Estimated total profiling overhead: 0.08 seconds



Thus, the ratio between the iteration mechanics and the EVAL-SEGMENT
call is:

* (/ (- (* 5 .0052) .01419)
     (- 0.01419 .0052))
1.3136821
*

Is this overhead unavoidable?

Thanks for any ideas!

Lyle

From: Simon Leinen
Subject: Re: ? on efficient iteration over structures
Date: 
Message-ID: <SIMON.94Oct13123801@ligsg6.epfl.ch>
Your comparison is somewhat unfair in that the non-iterating version
evals the same segment five times.  It is very likely that all data
necessary for the computation fit in the (primary data) cache, so the
second to fifth iterations might be much faster than the first.  If I
understand correctly, the iteration tests were done on "real" data,
where there are actually 1000 distinct segments with their attached
data structures.  These certainly won't fit in the primary cache on
the SPARC.

To test whether the difference is due to overhead of the iteration
constructs rather than from caching effects, you should fill all slots
in the data structures with the same segment and try again.
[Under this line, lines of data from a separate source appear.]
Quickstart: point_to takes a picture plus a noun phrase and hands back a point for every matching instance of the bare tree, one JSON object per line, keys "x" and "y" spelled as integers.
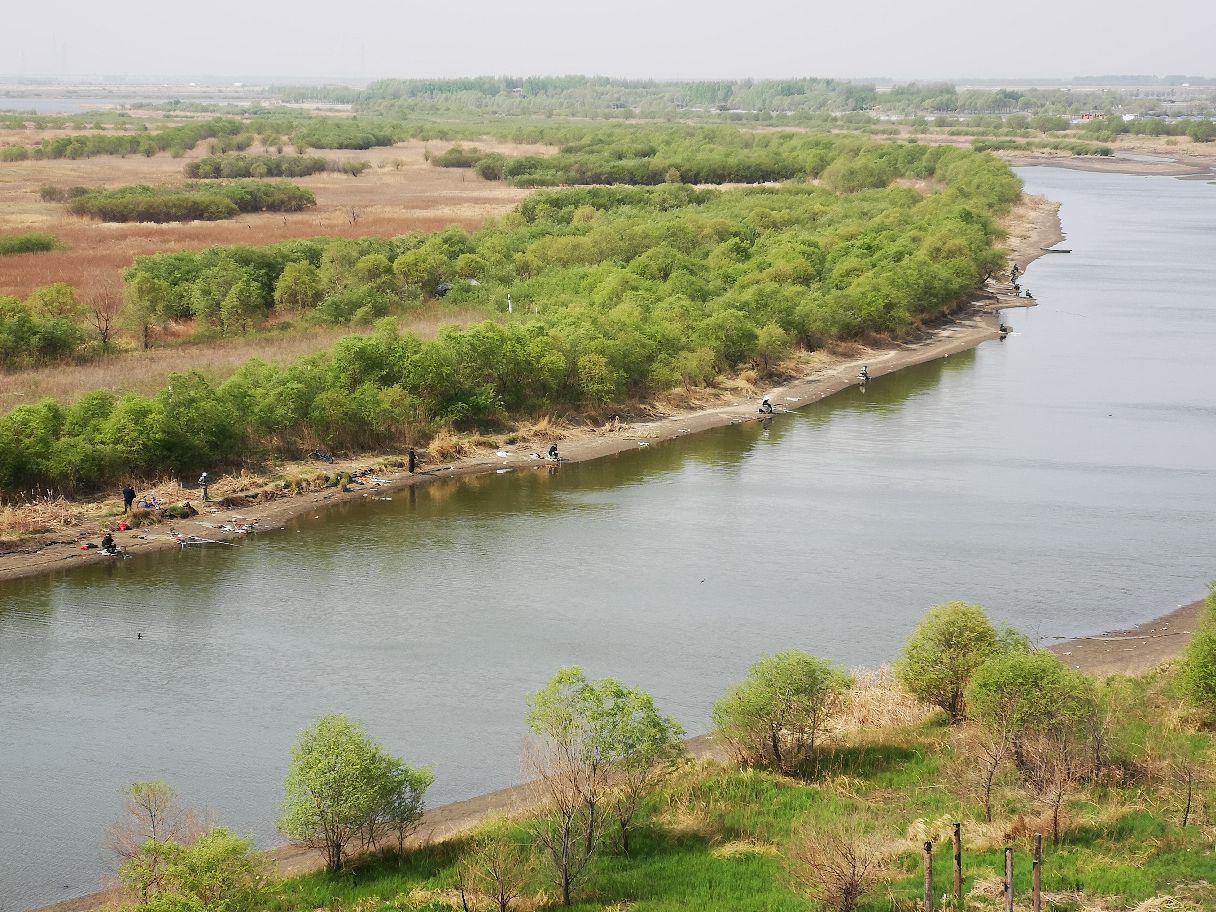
{"x": 564, "y": 829}
{"x": 1052, "y": 767}
{"x": 980, "y": 752}
{"x": 499, "y": 867}
{"x": 152, "y": 814}
{"x": 103, "y": 310}
{"x": 838, "y": 865}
If it turns out that the performance loss is because of caching, you
should try to improve the locality of the data you are actually using.
For example, you could make a copy of the "important" (i.e. used in
the time-critical part) slots of your segments and nodes and store
them in vectors of smaller structs or simply vectors of numbers.
-- 
Simon.
From: Barry Margolin
Subject: Re: ? on efficient iteration over structures
Date: 
Message-ID: <37k2el$5q@tools.near.net>
In article <···················@ligsg6.epfl.ch> ·····@lig.di.epfl.ch (Simon Leinen) writes:
>To test whether the difference is due to overhead of the iteration
>constructs rather than from caching effects, you should fill all slots
>in the data structures with the same segment and try again.

The way I like to determine iteration overhead is by replacing the call to
the work function (EVAL-SEGMENT in his example) with a call to a function
like:

(defun no-op (&rest ignore)
  (declare (ignore ignore))
  nil)

As to how to reduce iteration overhead, the best technique is probably loop
unrolling.  Iteration over arrays is most easily amenable to this
optimization technique.  And Lisp macros make it easy to write the code
once.  Here's an (untested) macro to generate unrolled loops:

(defmacro dotimes-unrolled ((variable limit unrolling-factor
                             &optional resultform)
                            &body body)
  "Like DOTIMES, but unrolls the loop into groups of UNROLLING-FACTOR chunks.
UNROLLING-FACTOR must be a literal constant."
  (check-type unrolling-factor (satisfies constantp) "a literal constant")
  (let ((limit-var (gensym)) ; Prevent multiple evaluation (ONCE-ONLY)
        (unrolled-limit-var (gensym))) ; Prevent variable shadowing
    `(let* ((,limit-var ,limit)
            (,unrolled-limit-var
              (- ,limit-var (mod ,limit-var ,unrolling-factor))))
       (do ((,variable 0))
           ((>= ,variable ,unrolled-limit-var)
            ;; do the remaining iterations one at a time
	    (do ((,variable ,variable (1+ ,variable)))
                ((>= ,variable ,limit-var) ,result-form)
              ,@body))
         ,@(loop for i from 0 to unrolling-factor
                 append body
                 collect `(incf ,variable))))))
-- 

Barry Margolin
BBN Internet Services Corp.
······@near.net
From: Henry G. Baker
Subject: Re: ? on efficient iteration over structures
Date: 
Message-ID: <hbakerCxotuu.7t2@netcom.com>
In article <·········@tools.near.net> ······@nic.near.net (Barry Margolin) writes:
>In article <···················@ligsg6.epfl.ch> ·····@lig.di.epfl.ch (Simon Leinen) writes:
>>To test whether the difference is due to overhead of the iteration
>>constructs rather than from caching effects, you should fill all slots
>>in the data structures with the same segment and try again.
>
>The way I like to determine iteration overhead is by replacing the call to
>the work function (EVAL-SEGMENT in his example) with a call to a function
>like:
>
>(defun no-op (&rest ignore)
>  (declare (ignore ignore))
>  nil)
>
>As to how to reduce iteration overhead, the best technique is probably loop
>unrolling.  Iteration over arrays is most easily amenable to this
>optimization technique.  And Lisp macros make it easy to write the code
>once.  Here's an (untested) macro to generate unrolled loops:

There's a discussion of loop-unrolling in Lisp in:

"Inlining Semantics for Subroutines which are Recursive".  ACM Sigplan
Not. 27,12 (Dec 1992), 39-46.  Also in my ftp directory.

      Henry Baker
      Read ftp.netcom.com:/pub/hbaker/README for info on ftp-able papers.
From: Rob MacLachlan
Subject: Re: ? on efficient iteration over structures
Date: 
Message-ID: <37jpef$q3v@cantaloupe.srv.cs.cmu.edu>
I suspect what you're seeing is not loop overhead per-se, but cache miss
overhead.  When you evaluate the same segment 5 times, the first evaluation
incurrs all of the cache misses, and subsequent evaluations run much faster.

A gratuitous overhead that you may be incurring in the inner loop is the
actual call to eval-segment.  This should be inlined or block-compiled.

  Rob